MHGPO: Multi-Agent Policy Optimization

Updated 27 November 2025

MHGPO is a reinforcement learning framework designed for optimizing LLM-based multi-agent systems using a critic-free, group-relative advantage estimation approach.
It employs innovative group rollout sampling strategies, such as Independent Sampling, Fork-on-First, and Round-Robin, to balance accuracy and computational overhead.
Empirical evaluations show MHGPO achieves superior F1 scores on tasks like HotpotQA while reducing memory usage and improving training stability.

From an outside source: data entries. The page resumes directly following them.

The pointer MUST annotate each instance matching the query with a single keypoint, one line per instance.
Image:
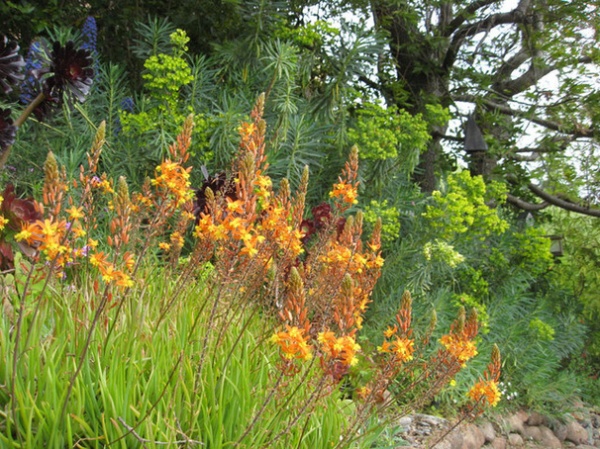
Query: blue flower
(11, 64)
(37, 57)
(8, 130)
(89, 35)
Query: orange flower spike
(403, 317)
(390, 331)
(75, 213)
(495, 365)
(293, 344)
(30, 233)
(485, 391)
(54, 185)
(300, 199)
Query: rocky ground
(523, 430)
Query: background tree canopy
(398, 79)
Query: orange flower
(343, 349)
(390, 331)
(346, 192)
(3, 220)
(75, 213)
(461, 348)
(293, 344)
(402, 348)
(486, 390)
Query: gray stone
(405, 422)
(431, 420)
(576, 433)
(514, 423)
(473, 437)
(516, 440)
(536, 419)
(499, 443)
(532, 433)
(560, 430)
(548, 439)
(488, 431)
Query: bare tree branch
(576, 130)
(463, 15)
(530, 78)
(563, 204)
(521, 204)
(517, 15)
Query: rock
(536, 419)
(516, 440)
(548, 439)
(488, 431)
(405, 422)
(576, 433)
(473, 437)
(560, 430)
(435, 421)
(499, 443)
(532, 433)
(514, 423)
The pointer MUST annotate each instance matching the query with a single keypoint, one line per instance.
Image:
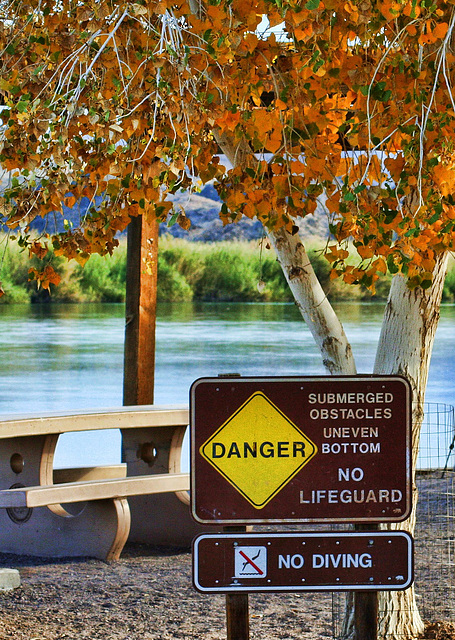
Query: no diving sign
(302, 562)
(301, 449)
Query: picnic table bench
(93, 511)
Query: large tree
(351, 101)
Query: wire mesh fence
(435, 529)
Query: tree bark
(405, 346)
(313, 304)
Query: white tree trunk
(405, 347)
(313, 304)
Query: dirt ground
(148, 595)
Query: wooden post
(237, 606)
(140, 312)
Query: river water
(70, 357)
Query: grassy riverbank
(225, 271)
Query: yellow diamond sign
(258, 450)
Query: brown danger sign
(303, 562)
(301, 449)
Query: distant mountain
(203, 210)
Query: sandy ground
(148, 594)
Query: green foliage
(224, 271)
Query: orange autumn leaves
(123, 103)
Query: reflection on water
(70, 357)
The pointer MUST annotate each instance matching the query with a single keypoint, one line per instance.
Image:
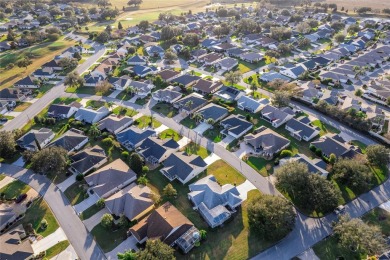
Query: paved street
(77, 234)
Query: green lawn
(379, 217)
(14, 189)
(330, 249)
(145, 121)
(89, 212)
(77, 192)
(214, 133)
(325, 128)
(56, 249)
(124, 111)
(189, 122)
(38, 211)
(225, 174)
(232, 241)
(166, 109)
(108, 239)
(22, 106)
(171, 134)
(193, 148)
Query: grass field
(14, 189)
(38, 54)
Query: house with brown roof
(134, 201)
(110, 178)
(169, 225)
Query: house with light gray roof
(134, 202)
(215, 203)
(114, 124)
(110, 178)
(249, 104)
(183, 167)
(88, 115)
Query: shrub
(285, 153)
(79, 177)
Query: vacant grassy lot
(38, 54)
(170, 134)
(225, 174)
(145, 121)
(77, 192)
(14, 189)
(22, 106)
(38, 211)
(56, 249)
(165, 109)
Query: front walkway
(67, 183)
(95, 219)
(7, 180)
(211, 159)
(129, 243)
(92, 199)
(49, 241)
(67, 254)
(244, 188)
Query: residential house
(132, 137)
(168, 75)
(301, 129)
(142, 89)
(235, 126)
(266, 143)
(110, 178)
(72, 140)
(276, 116)
(227, 63)
(88, 115)
(27, 82)
(62, 111)
(189, 104)
(333, 143)
(35, 139)
(114, 124)
(206, 87)
(12, 95)
(169, 225)
(87, 160)
(215, 203)
(249, 104)
(213, 113)
(133, 201)
(183, 167)
(155, 150)
(167, 95)
(315, 166)
(186, 80)
(137, 60)
(229, 94)
(15, 245)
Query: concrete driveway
(95, 219)
(129, 243)
(49, 241)
(202, 127)
(92, 199)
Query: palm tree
(189, 104)
(94, 130)
(110, 105)
(197, 117)
(253, 87)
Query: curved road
(81, 240)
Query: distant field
(350, 4)
(39, 55)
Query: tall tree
(271, 217)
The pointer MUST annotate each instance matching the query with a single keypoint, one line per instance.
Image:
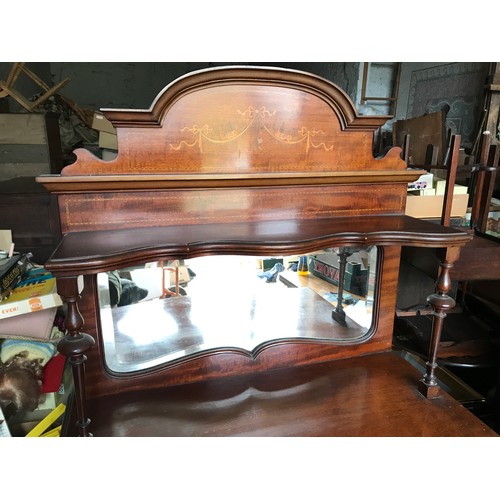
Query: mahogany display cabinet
(244, 162)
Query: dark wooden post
(338, 314)
(441, 303)
(73, 346)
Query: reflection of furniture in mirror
(246, 162)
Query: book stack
(30, 310)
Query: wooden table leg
(441, 303)
(73, 346)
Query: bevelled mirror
(163, 311)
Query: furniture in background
(246, 161)
(30, 144)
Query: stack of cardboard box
(108, 140)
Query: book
(31, 296)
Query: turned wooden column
(441, 303)
(73, 346)
(338, 314)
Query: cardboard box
(424, 181)
(326, 267)
(424, 207)
(108, 141)
(440, 186)
(101, 123)
(31, 297)
(35, 326)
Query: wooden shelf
(89, 252)
(359, 397)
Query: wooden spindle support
(338, 314)
(441, 303)
(73, 346)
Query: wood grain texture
(246, 161)
(258, 120)
(373, 395)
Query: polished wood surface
(97, 251)
(257, 121)
(247, 322)
(246, 161)
(373, 395)
(101, 381)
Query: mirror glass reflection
(162, 311)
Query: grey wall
(428, 87)
(135, 85)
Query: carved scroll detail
(256, 116)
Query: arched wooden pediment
(242, 120)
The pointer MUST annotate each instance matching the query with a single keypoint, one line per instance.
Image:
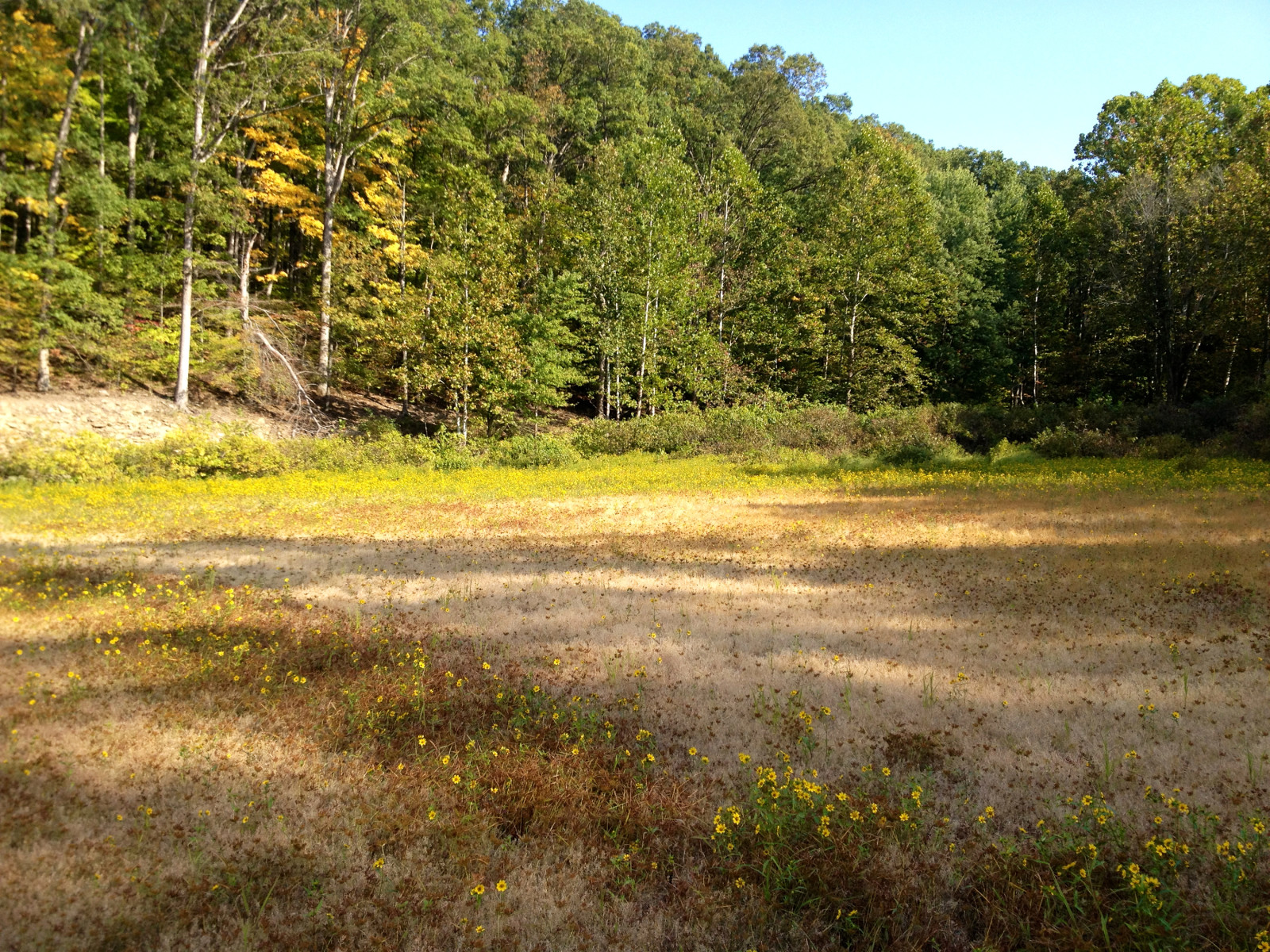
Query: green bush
(525, 452)
(1060, 443)
(84, 457)
(197, 451)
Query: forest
(495, 209)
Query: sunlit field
(641, 704)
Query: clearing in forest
(325, 708)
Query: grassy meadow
(641, 702)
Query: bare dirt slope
(133, 416)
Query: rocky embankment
(133, 416)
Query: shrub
(524, 452)
(198, 451)
(1060, 442)
(84, 457)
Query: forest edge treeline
(501, 209)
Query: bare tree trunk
(181, 397)
(1230, 365)
(1035, 343)
(851, 366)
(198, 92)
(324, 332)
(245, 282)
(200, 152)
(133, 135)
(52, 219)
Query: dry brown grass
(1006, 649)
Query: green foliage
(520, 207)
(524, 452)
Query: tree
(232, 46)
(870, 274)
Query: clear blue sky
(1026, 76)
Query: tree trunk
(198, 93)
(324, 332)
(181, 397)
(245, 283)
(52, 219)
(133, 136)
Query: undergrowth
(939, 436)
(213, 766)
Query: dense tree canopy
(501, 209)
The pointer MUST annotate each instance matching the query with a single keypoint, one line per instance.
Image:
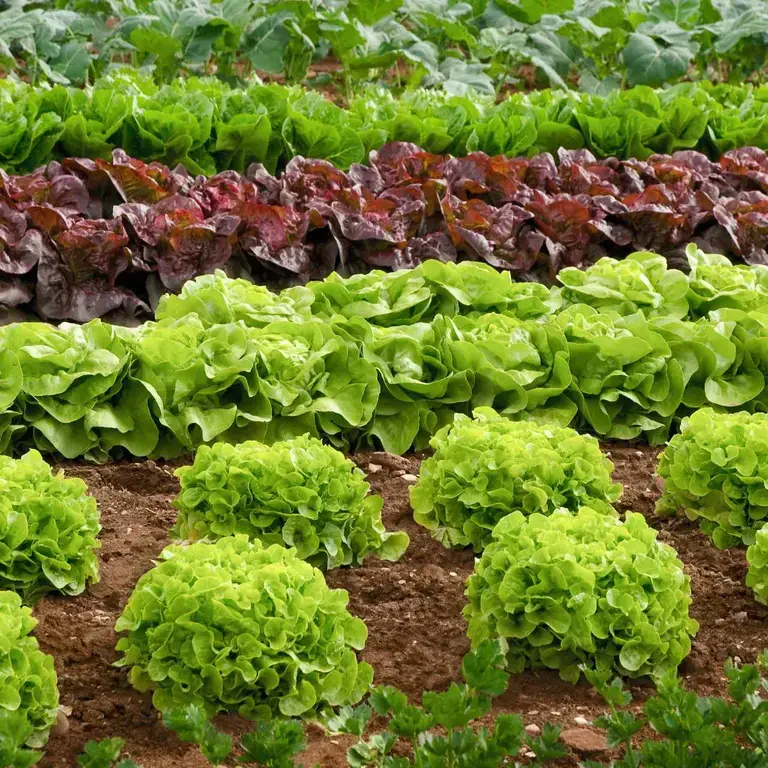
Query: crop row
(386, 359)
(86, 238)
(209, 126)
(561, 581)
(455, 45)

Multi-Agent Heterogeneous Group Policy Optimization (MHGPO) is a reinforcement learning framework designed for optimizing LLM-based multi-agent systems (MAS) in a cooperative, parameter-shared, decentralized-execution setting. Unlike conventional multi-agent reinforcement learning (MARL) algorithms such as Multi-Agent Proximal Policy Optimization (MAPPO), which rely on critic networks to estimate value functions and facilitate policy updates, MHGPO eschews value-based critics altogether. Instead, it employs a group-based relative advantage estimation within batches of heterogeneous rollout trajectories, realizing a stable, memory-efficient, and scalable optimization regime. Empirical evidence demonstrates superior task performance and computational efficiency compared to MAPPO on LLM-based multi-agent search systems (Chen et al., 3 Jun 2025).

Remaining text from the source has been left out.